The Selection

Book Review
The Selection
Written by: Kiera Cass

Look y’all, I like YA literature. I also have a soft spot for dystopian themes. One of my favorite adolescent books is The Giver. The Giver was somewhat innovative back in 1993 (over 20 years ago) when Lois Lowry published it. It was one of the first modern dystopian books targeted towards children and probably helped pave the way for books like The Hunger Games. The biggest challenge The Selection series faces is that YA dystopian is extremely overdone these days. What with Divergent, The Hunger Games, Ender’s Game, and a slew of others—the genre is over saturated and no longer considered creative.

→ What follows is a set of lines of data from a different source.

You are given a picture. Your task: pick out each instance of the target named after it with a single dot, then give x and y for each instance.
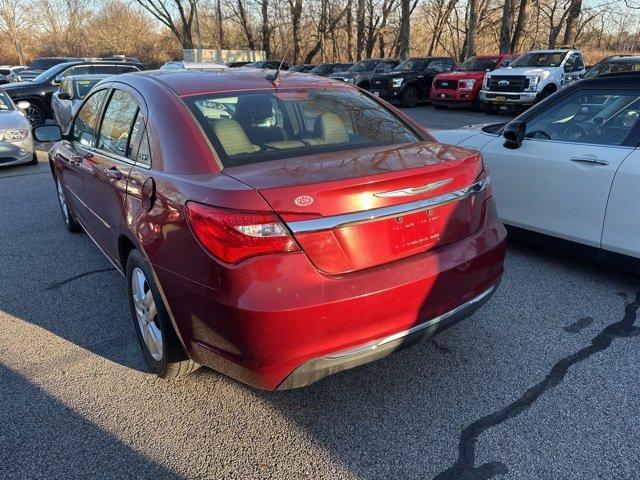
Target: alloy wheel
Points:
(146, 314)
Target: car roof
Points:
(195, 82)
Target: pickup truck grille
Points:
(446, 84)
(516, 83)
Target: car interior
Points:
(588, 117)
(251, 127)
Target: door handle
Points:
(114, 173)
(591, 160)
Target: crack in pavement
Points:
(464, 468)
(57, 285)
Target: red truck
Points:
(461, 87)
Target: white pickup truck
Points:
(532, 77)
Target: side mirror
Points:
(47, 133)
(514, 133)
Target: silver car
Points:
(66, 101)
(16, 141)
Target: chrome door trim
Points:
(348, 219)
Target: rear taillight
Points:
(233, 235)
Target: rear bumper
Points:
(276, 319)
(520, 98)
(318, 368)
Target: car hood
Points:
(459, 135)
(461, 75)
(12, 119)
(522, 71)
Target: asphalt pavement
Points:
(541, 383)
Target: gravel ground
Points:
(541, 383)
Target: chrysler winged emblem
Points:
(410, 191)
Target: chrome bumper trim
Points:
(347, 219)
(320, 367)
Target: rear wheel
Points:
(158, 340)
(409, 97)
(69, 222)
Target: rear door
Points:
(558, 182)
(107, 185)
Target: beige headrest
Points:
(232, 137)
(331, 128)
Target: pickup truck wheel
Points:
(409, 97)
(159, 342)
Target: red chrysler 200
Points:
(277, 230)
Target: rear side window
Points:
(252, 127)
(117, 123)
(84, 125)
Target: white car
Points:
(532, 77)
(570, 166)
(16, 141)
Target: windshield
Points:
(51, 73)
(83, 86)
(539, 59)
(322, 68)
(253, 127)
(411, 65)
(5, 102)
(475, 64)
(364, 66)
(605, 68)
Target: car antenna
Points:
(275, 77)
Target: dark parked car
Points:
(241, 212)
(268, 65)
(38, 92)
(411, 81)
(614, 65)
(302, 67)
(362, 72)
(326, 69)
(39, 65)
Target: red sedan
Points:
(276, 230)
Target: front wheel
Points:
(409, 97)
(158, 340)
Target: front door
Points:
(558, 181)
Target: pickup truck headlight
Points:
(15, 135)
(466, 84)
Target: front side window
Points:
(84, 125)
(252, 127)
(117, 123)
(539, 59)
(599, 118)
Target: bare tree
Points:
(165, 10)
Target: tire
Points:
(160, 344)
(36, 115)
(409, 97)
(70, 223)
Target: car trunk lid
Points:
(355, 210)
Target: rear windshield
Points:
(605, 68)
(253, 127)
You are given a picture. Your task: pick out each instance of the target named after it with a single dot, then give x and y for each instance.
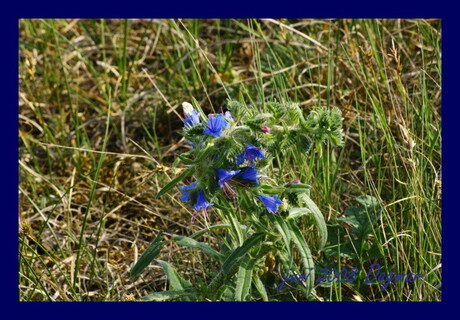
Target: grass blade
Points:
(151, 253)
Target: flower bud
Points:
(188, 108)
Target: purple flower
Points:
(201, 202)
(228, 116)
(271, 203)
(250, 174)
(250, 153)
(193, 118)
(186, 191)
(223, 176)
(215, 125)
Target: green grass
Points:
(99, 106)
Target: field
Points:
(100, 117)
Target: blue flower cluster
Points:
(244, 176)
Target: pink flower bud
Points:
(265, 129)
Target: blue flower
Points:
(186, 191)
(201, 202)
(228, 116)
(250, 174)
(250, 153)
(271, 203)
(215, 125)
(224, 175)
(193, 118)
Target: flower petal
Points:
(224, 175)
(201, 202)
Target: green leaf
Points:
(260, 287)
(244, 279)
(305, 253)
(151, 253)
(188, 172)
(192, 243)
(175, 281)
(362, 218)
(318, 216)
(255, 239)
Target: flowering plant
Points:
(231, 173)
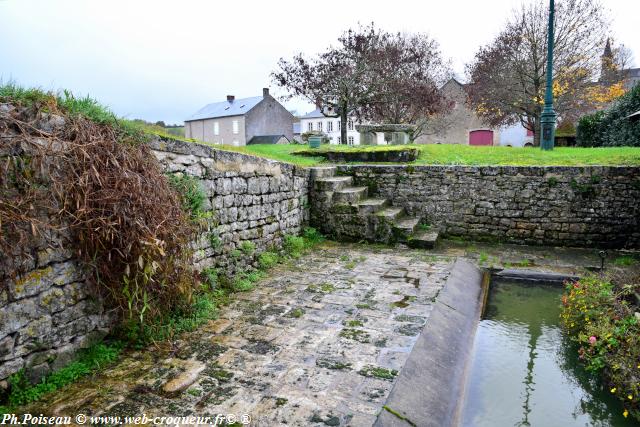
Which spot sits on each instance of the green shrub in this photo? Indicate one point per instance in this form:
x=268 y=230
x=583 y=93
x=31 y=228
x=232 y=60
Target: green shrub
x=294 y=245
x=248 y=247
x=600 y=319
x=191 y=193
x=612 y=127
x=90 y=360
x=312 y=236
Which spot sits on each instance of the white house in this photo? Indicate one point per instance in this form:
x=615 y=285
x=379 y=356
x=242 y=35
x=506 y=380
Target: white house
x=315 y=121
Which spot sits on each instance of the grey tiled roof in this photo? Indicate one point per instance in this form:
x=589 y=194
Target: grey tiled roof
x=315 y=114
x=632 y=72
x=238 y=107
x=266 y=139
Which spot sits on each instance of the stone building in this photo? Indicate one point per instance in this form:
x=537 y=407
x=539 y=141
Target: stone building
x=609 y=72
x=462 y=125
x=315 y=121
x=238 y=121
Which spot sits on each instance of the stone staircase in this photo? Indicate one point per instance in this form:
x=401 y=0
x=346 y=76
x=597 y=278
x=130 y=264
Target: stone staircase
x=346 y=212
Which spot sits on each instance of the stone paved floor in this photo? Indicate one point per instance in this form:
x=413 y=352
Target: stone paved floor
x=318 y=342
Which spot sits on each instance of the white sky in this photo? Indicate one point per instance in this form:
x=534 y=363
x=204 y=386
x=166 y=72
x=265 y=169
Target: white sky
x=163 y=60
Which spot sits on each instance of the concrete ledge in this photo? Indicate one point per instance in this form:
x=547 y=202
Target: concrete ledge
x=529 y=276
x=429 y=388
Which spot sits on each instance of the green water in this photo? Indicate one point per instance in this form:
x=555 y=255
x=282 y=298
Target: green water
x=525 y=373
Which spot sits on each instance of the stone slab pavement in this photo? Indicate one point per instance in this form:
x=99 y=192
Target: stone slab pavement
x=320 y=341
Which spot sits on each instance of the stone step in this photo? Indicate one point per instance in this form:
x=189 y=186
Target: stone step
x=333 y=183
x=322 y=172
x=349 y=195
x=391 y=214
x=371 y=206
x=404 y=227
x=427 y=239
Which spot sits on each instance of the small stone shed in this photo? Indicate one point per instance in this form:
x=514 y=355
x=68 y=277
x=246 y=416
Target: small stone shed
x=387 y=134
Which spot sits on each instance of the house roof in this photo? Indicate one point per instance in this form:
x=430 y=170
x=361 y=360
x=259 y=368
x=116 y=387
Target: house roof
x=238 y=107
x=266 y=139
x=632 y=72
x=315 y=114
x=635 y=115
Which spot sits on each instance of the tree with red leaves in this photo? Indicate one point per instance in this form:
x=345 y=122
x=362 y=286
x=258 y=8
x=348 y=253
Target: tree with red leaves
x=375 y=75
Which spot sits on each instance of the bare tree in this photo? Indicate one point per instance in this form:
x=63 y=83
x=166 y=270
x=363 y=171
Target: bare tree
x=507 y=77
x=410 y=70
x=375 y=75
x=339 y=79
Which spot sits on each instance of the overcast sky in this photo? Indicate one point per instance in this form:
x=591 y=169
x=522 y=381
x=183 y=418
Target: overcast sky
x=163 y=60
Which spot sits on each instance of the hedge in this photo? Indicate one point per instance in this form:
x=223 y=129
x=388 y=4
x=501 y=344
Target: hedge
x=612 y=127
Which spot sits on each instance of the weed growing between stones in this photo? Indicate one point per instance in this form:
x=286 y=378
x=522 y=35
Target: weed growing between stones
x=90 y=360
x=355 y=335
x=88 y=176
x=331 y=363
x=378 y=372
x=296 y=313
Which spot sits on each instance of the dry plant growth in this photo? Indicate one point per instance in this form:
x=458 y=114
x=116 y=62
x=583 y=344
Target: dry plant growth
x=65 y=175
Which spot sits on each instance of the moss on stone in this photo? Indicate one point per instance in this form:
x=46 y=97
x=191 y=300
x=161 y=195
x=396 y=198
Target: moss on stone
x=378 y=372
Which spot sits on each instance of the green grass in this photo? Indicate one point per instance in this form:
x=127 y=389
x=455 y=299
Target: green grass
x=281 y=152
x=433 y=154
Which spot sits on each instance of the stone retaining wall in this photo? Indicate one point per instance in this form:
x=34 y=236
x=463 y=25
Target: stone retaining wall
x=560 y=206
x=252 y=200
x=51 y=311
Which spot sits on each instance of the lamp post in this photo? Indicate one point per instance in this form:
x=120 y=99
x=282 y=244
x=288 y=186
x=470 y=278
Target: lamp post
x=548 y=118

To it’s credit, the concept for the Selection series is intriguing. It’s a blend of dystopian, reality TV, and fairy tale. What girl doesn’t love a good fairytale? It’s like Cinderella meets the Bachelor in Panem. It was fun to read and I’d be lying if I said I didn’t enjoy it. Still, it feels like a guilty pleasure. There is so much to critique. The writing, while not distractingly bad, is nothing special. The plot is extremely predictable. The characters feel a bit simplistic. A feminist critique would probably tear this book to shreds. The main character (America Singer) is arguably a strong female lead (in a predictable she challenges the prince and doesn’t change who she is sort of way) but at the end of the day this a Princess book that probably makes young girls dream about wearing tiaras and fancy dresses more than leading a country. It also has quite a bit of blatant social commentary. I feel like the best social commentary or critique is the one that remains ambiguous. When you just come right out and say it the story starts to feel like the author’s personal soap box, a tool to get their opinion heard, rather than a nuanced story that raises questions about the world we live in. To make matters worse, the authors acknowledgements at the end of the book sound as if they were written by a middle school girl. Perhaps a middle school girl with a gift for writing, but writing that is only considered good because she is 13.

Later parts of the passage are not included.